Из воздуха, где плавал медленный запах разложе-ния, выскочила внезапная стрекоза, зависла и сдела-ла крыльями над ухом Андрея «фр-р-р», как купю-росчётная машинка.
В Побудкине Андрей показал Кате руины усадьбы и рощу карликовых дубов – когда-то их увидел такими Александр Норушкин, павловский служака, и с тех пор, в уплату долга памяти, что ли, больше они не росли.
А потом их накрыла гроза, тяжёлая и ослепительная, она каждому раздала по молнии, и они, промокшие, возвращались в Сторожиху с молниями в руках, как вестники вселенского грома.
Кстати подоспела баня, Пар был отменный, и веники Андрей выбрал дубовые, шелковистые, чтобы невзначай не ожечь матовую Катину кожу, да и поработал он ими на славу, но детка всё равно возжелала. Не то чтобы по вдохновению (кто отец вдохновения – верх или низ?), забыв себя, как умела, но скорее из какого-то лабораторного, исследовательского интереса, так что Норушкин в самом прямом значении слова почувствовал себя переставляемым туда-сюда предметом любви. Тогда Андрей и понял: о чём бы мы ни говорили и чем бы ни занимались с женщиной – всё это только прелюдия к любовным играм.

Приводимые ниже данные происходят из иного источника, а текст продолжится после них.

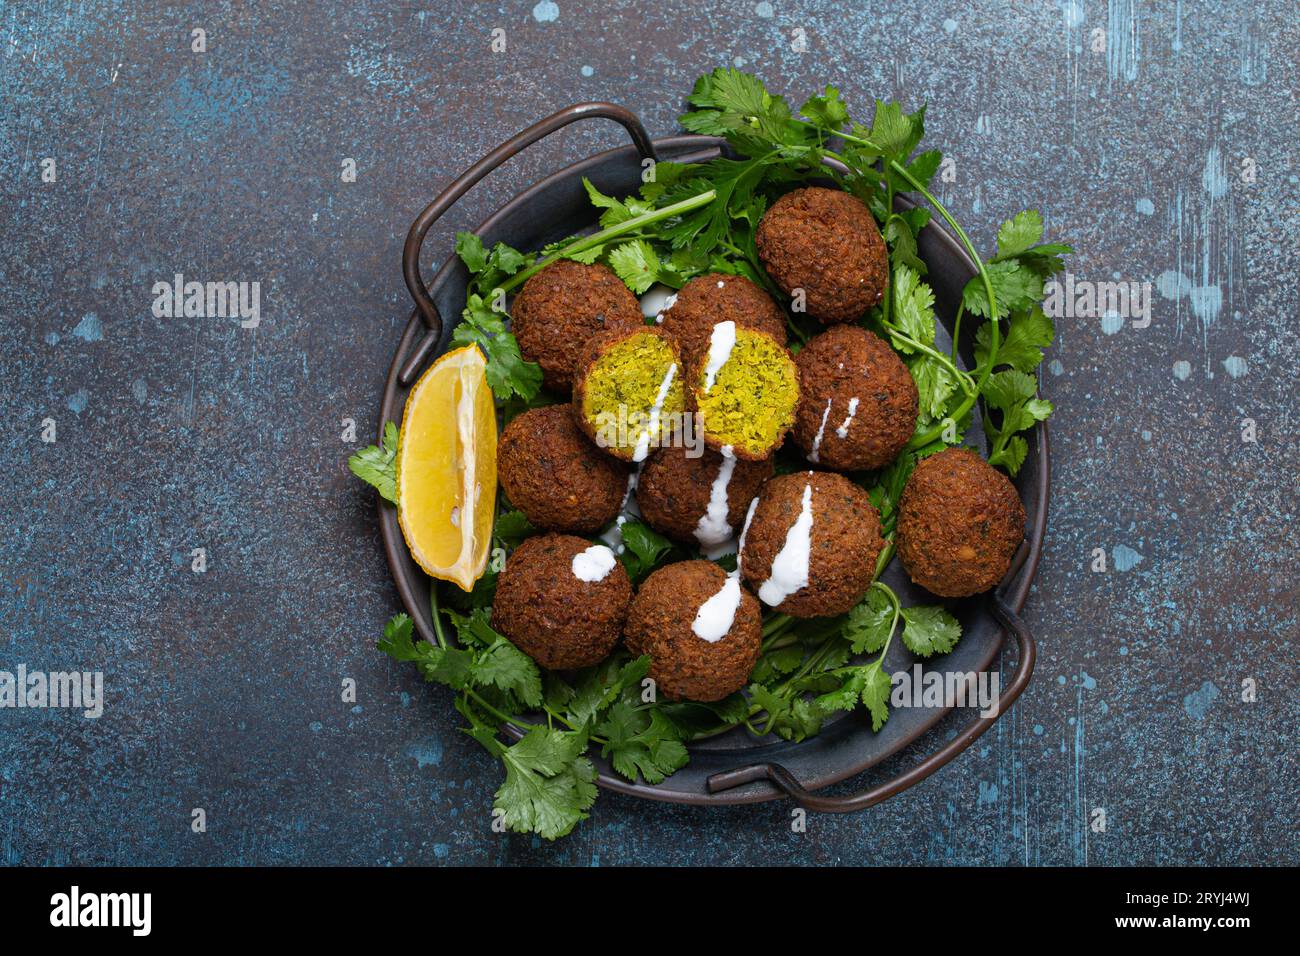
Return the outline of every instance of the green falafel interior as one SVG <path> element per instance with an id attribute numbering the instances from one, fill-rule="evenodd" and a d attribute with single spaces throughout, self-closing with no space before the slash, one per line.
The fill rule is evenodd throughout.
<path id="1" fill-rule="evenodd" d="M 710 446 L 759 461 L 794 424 L 799 373 L 785 346 L 763 332 L 733 324 L 730 340 L 725 358 L 715 363 L 710 354 L 696 370 L 695 405 Z"/>
<path id="2" fill-rule="evenodd" d="M 644 461 L 686 409 L 681 365 L 649 329 L 613 338 L 581 372 L 574 395 L 588 433 L 610 454 Z"/>
<path id="3" fill-rule="evenodd" d="M 1062 256 L 1071 249 L 1042 242 L 1042 219 L 1026 210 L 999 228 L 995 254 L 981 257 L 930 192 L 942 155 L 916 153 L 924 107 L 908 114 L 897 103 L 877 101 L 869 123 L 854 122 L 834 87 L 796 110 L 757 77 L 733 69 L 700 77 L 689 102 L 692 110 L 681 117 L 682 126 L 725 137 L 734 156 L 686 166 L 659 162 L 638 193 L 623 198 L 587 183 L 600 228 L 548 246 L 540 258 L 503 243 L 488 250 L 469 233 L 457 237 L 470 282 L 453 341 L 483 349 L 502 424 L 527 408 L 564 398 L 542 391 L 541 371 L 520 350 L 506 312 L 509 293 L 557 259 L 600 262 L 638 295 L 655 283 L 680 289 L 709 273 L 745 276 L 790 306 L 786 321 L 792 350 L 798 351 L 820 326 L 768 276 L 755 232 L 782 195 L 828 181 L 865 203 L 888 250 L 888 281 L 879 303 L 848 319 L 898 353 L 916 383 L 919 414 L 915 434 L 896 460 L 849 476 L 880 514 L 885 547 L 875 579 L 851 610 L 835 617 L 800 620 L 765 610 L 761 654 L 749 684 L 723 700 L 670 702 L 657 699 L 653 689 L 647 697 L 651 659 L 632 657 L 624 648 L 577 672 L 544 672 L 493 626 L 494 591 L 504 566 L 497 559 L 469 594 L 433 583 L 435 643 L 418 640 L 405 614 L 389 621 L 379 649 L 451 688 L 466 732 L 502 762 L 505 779 L 494 798 L 498 817 L 512 830 L 547 839 L 567 834 L 586 818 L 596 798 L 597 773 L 588 757 L 593 748 L 615 773 L 655 784 L 689 760 L 689 741 L 737 728 L 799 741 L 817 734 L 835 712 L 861 709 L 879 730 L 889 717 L 886 655 L 895 636 L 912 654 L 930 657 L 952 650 L 961 633 L 944 608 L 903 607 L 879 579 L 894 553 L 899 501 L 913 468 L 920 458 L 962 445 L 975 405 L 982 402 L 989 461 L 1014 476 L 1027 452 L 1020 433 L 1051 413 L 1051 405 L 1037 397 L 1033 375 L 1054 335 L 1040 303 L 1044 282 L 1062 269 Z M 923 204 L 896 206 L 895 199 L 909 193 Z M 978 323 L 970 369 L 960 367 L 955 347 L 936 345 L 934 295 L 917 246 L 930 210 L 977 266 L 952 330 L 956 342 L 963 325 L 968 335 L 970 323 Z M 622 342 L 589 370 L 577 403 L 584 420 L 617 413 L 620 405 L 641 412 L 658 405 L 661 415 L 680 411 L 689 385 L 717 445 L 753 452 L 770 447 L 772 436 L 789 428 L 783 415 L 794 408 L 797 378 L 790 377 L 788 357 L 778 360 L 759 337 L 738 335 L 729 360 L 714 370 L 715 387 L 703 392 L 695 387 L 694 372 L 690 382 L 680 370 L 668 375 L 671 349 L 658 336 L 636 334 Z M 625 438 L 609 451 L 626 460 L 636 446 Z M 382 491 L 391 454 L 367 449 L 361 455 L 358 475 Z M 494 553 L 507 555 L 536 530 L 502 498 Z M 606 537 L 621 542 L 618 557 L 634 582 L 701 556 L 626 513 Z M 734 573 L 734 555 L 717 560 Z M 508 734 L 507 727 L 515 731 Z"/>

А потом была ночь, и луна за окном висела большая, как озеро. Где-то в глубине дома сопел во сне староста Нержан, и в окрестном мире было тепло, спокойно и немолчно, шероховато, по-хорошему тихо, как бывает спокойно и тихо только при живом Хозяине.
– И куда они сигары девают? – засыпая, пробормотала Катя. – Ведь никто не закурил ни разу...
Утром провожать Андрея вышла вся деревня.
– Зимой приеду к вам на лыжах кататься, – улыбнулся Норушкин.
– Гы-гы-гы, – оценили шутку селяне.
Ошалелый бобик счастливо крутил задом; петухи мерялись простуженными глотками.
Вскоре Андрей, Катя и Фома уже входили в прибитое первым ночным заморозком Ступино – куча навоза на ближнем огороде, белом от холодной росы, дымилась, как Ключевская сопка.
Впереди был Новгород. В мире по-прежнему было спокойно и тихо. За окошком билетной кассы автовокзала в корытце для сдачи спал котёнок.
Глава 10. НАПРОПАЛУЮ
Как правило, жизнь предлагает ничтожный повод для того, чтобы человек решился переломить устойчивый ход своих дней. Так, одному, прежде чем стать Буддой, потребовалось в двадцать девять лет увидеть дряхлого, жалкого, беззубого старика. Другому, чтобы он стал Фемистоклом, жребий, напротив, подсунул красавчика Стесилая, которого уже облюбовал и облюбил беспутный Аристид. А Савонарола, за много лет до того, как объявил себя пророком и с обугленными пятками повис в намыленной петле, непременно должен был получить отказ от спесивого флорентийца Строцци, не пожелавшего отдать за него свою незаконнорожденную дочь. Такова обыденная практика судьбы. Другое дело, что далеко не всегда в череде будничных явлений и малозначащих событий можно безошибочно опознать предзнаменование.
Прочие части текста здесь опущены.